TSSFL Stack, ODK Collect, and Google Drive Integration to Collect, Store, Manage, Process and Analyze Data
Posted: Mon Apr 19, 2021 1:37 am
The Open Data Kit (ODK) is a free, open-source suite of tools that allows data collection using Android mobile devices and data submission to an online server, even without an Internet connection or mobile communication services at the time of data collection. ODK Collect replaces the traditional paper forms with electronic forms that allow text, numeric data, GPS, photo, video, barcodes, and audio uploads to an online server. The Open Data Kit has become a standard software that helps organizations and authors/researchers to collect and manage mobile data collection solutions. ODK is mentioned by Google among tools that create new knowledge, raise awareness, or enable people to take action to change the world.

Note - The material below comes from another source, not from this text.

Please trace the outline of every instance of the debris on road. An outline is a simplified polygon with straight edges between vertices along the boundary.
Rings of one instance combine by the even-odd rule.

This is a summary of the integration of a versatile set of tools and systems, featuring the TSSFL Stack, the Open Data Kit (ODK) Collect, and Google Drive to collect, store, manage, process, and analyze data. All these three architectures are designed for teams and collaborations. ODK Collect allows multiple team members to collect data with their android phones, at different times, paces, and locations, and yet the collected data is sent to the same Google spreadsheet for storage and management. From Google spreadsheet, the data is then programmatically acquired by TSSFL ODF for processing and analysis. TSSFL ODF does this while offering various collaboration options among the team members in question. Traditionally, ODK mainly worked with KoBoToolbox - a suite of tools for field data collection for use in challenging environments. However, the main collection application used by the KoBoToolbox is built/compatible with the ODK ecosystem. This means any form built for/by ODK Collect should also work for KoBoToolbox and vice-versa, read more.

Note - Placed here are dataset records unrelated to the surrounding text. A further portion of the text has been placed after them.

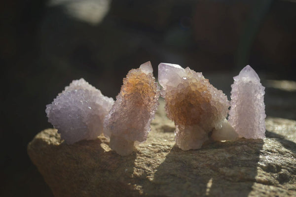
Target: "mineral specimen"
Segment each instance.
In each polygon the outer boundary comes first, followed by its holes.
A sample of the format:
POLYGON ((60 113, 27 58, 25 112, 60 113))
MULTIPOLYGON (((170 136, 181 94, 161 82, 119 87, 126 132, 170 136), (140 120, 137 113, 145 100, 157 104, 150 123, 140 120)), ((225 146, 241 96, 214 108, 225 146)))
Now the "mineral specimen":
MULTIPOLYGON (((161 63, 158 81, 163 87, 161 94, 166 101, 167 115, 176 125, 176 144, 181 149, 200 148, 214 129, 219 132, 223 125, 227 125, 227 96, 201 73, 188 67, 184 69, 178 65, 161 63)), ((233 129, 227 132, 233 138, 233 129)), ((216 136, 220 139, 219 135, 216 136)))
POLYGON ((265 125, 265 87, 256 72, 248 65, 233 78, 229 122, 240 137, 263 139, 265 125))
POLYGON ((73 80, 46 105, 48 121, 67 144, 96 138, 103 133, 105 116, 114 101, 84 79, 73 80))
POLYGON ((158 106, 159 87, 150 62, 132 69, 104 123, 110 147, 121 155, 133 151, 135 142, 146 140, 158 106))

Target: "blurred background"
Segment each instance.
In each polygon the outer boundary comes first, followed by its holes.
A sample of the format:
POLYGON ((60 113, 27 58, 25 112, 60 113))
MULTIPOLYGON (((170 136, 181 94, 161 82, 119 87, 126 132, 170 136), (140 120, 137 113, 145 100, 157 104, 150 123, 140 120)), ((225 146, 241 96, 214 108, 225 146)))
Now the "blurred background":
MULTIPOLYGON (((296 119, 296 0, 12 0, 0 6, 0 196, 52 197, 26 152, 45 105, 83 78, 103 94, 150 61, 180 64, 230 99, 250 64, 267 116, 296 119), (3 91, 3 90, 4 91, 3 91)), ((57 180, 58 181, 58 180, 57 180)))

The whole process is streamlined as follows:
1. Creating a form for data collection and submissions. The form is created using ODK Build at http://build.opendatakit.org/:

2. Linking to Google Drive and hosting the survey form we built with ODK Build via XML in Google Drive so that the project team is able to download it to their Android phones. This step includes creating a Google spreadsheet that is placed where the completed survey responses from the project team will be sent and stored:


4. Collecting data using ODK Collect:


5. Sending the collected data to Google Spreadsheet in Google Drive:


6. Viewing the collected data stored in the spreadsheet (see below).
7. Integrating the spreadsheet into TSSFL Stack for Open Science and Collaborations between teams. This includes embedding the spreadsheet and enabling communication between TSSFL Stack and Google spreadsheets via Google Python APIs (Google Sheets API v4 and Google Drive API):
As the survey continues and more data is collected and submitted to Google sheet via ODK Collect, this spreadsheet will automatically update to contain the latest information.

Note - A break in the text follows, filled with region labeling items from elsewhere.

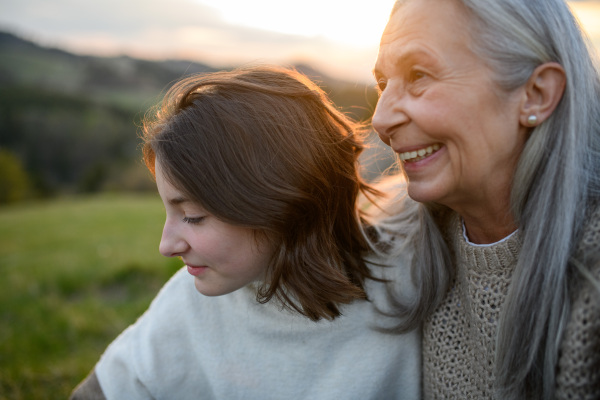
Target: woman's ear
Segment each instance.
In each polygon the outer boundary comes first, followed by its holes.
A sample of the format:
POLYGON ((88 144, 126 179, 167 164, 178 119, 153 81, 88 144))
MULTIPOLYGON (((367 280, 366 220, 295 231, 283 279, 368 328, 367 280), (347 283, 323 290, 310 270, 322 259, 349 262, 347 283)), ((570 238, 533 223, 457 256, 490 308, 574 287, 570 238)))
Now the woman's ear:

8. Read, Process and Analyze data over TSSFL ODF with Python, and automate various tasks, see
- Automating the Google Spreadsheet Tasks with Python and TSSFL Stack
- Automate Multiple Excel Sheets and Produce Reports Using Python
- Automate Reports with Python and Pandas, Save the Output to HTML
- How to Use Python Pandas Pivot Table for Data Presentation and Analysis
- How to Generate PDF Reports with Pandas, Jinja and WeasyPrint
The sample code below can read and print data submitted to Google spreadsheet using ODK Collect, it can be extended to do extremely useful analyses using this data:
TSSFL ODF is integrated with various Data Science Tools and Toolboxes for performing almost any data-related task.
Find detailed information regarding ODK Google Drive integration here.
ODK Central's real-time data feed for dashboards, integrations and more:
This is a summary of the integration of a versatile set of tools and systems, featuring the TSSFL Stack, the Open Data Kit (ODK) Collect, and Google Drive to collect, store, manage, process, and analyze data. All these three architectures are designed for teams and collaborations. ODK Collect allows multiple team members to collect data with their android phones, at different times, paces, and locations, and yet the collected data is sent to the same Google spreadsheet for storage and management. From Google spreadsheet, the data is then programmatically acquired by TSSFL ODF for processing and analysis. TSSFL ODF does this while offering various collaboration options among the team members in question. Traditionally, ODK mainly worked with KoBoToolbox - a suite of tools for field data collection for use in challenging environments. However, the main collection application used by the KoBoToolbox is built/compatible with the ODK ecosystem. This means any form built for/by ODK Collect should also work for KoBoToolbox and vice-versa, read more.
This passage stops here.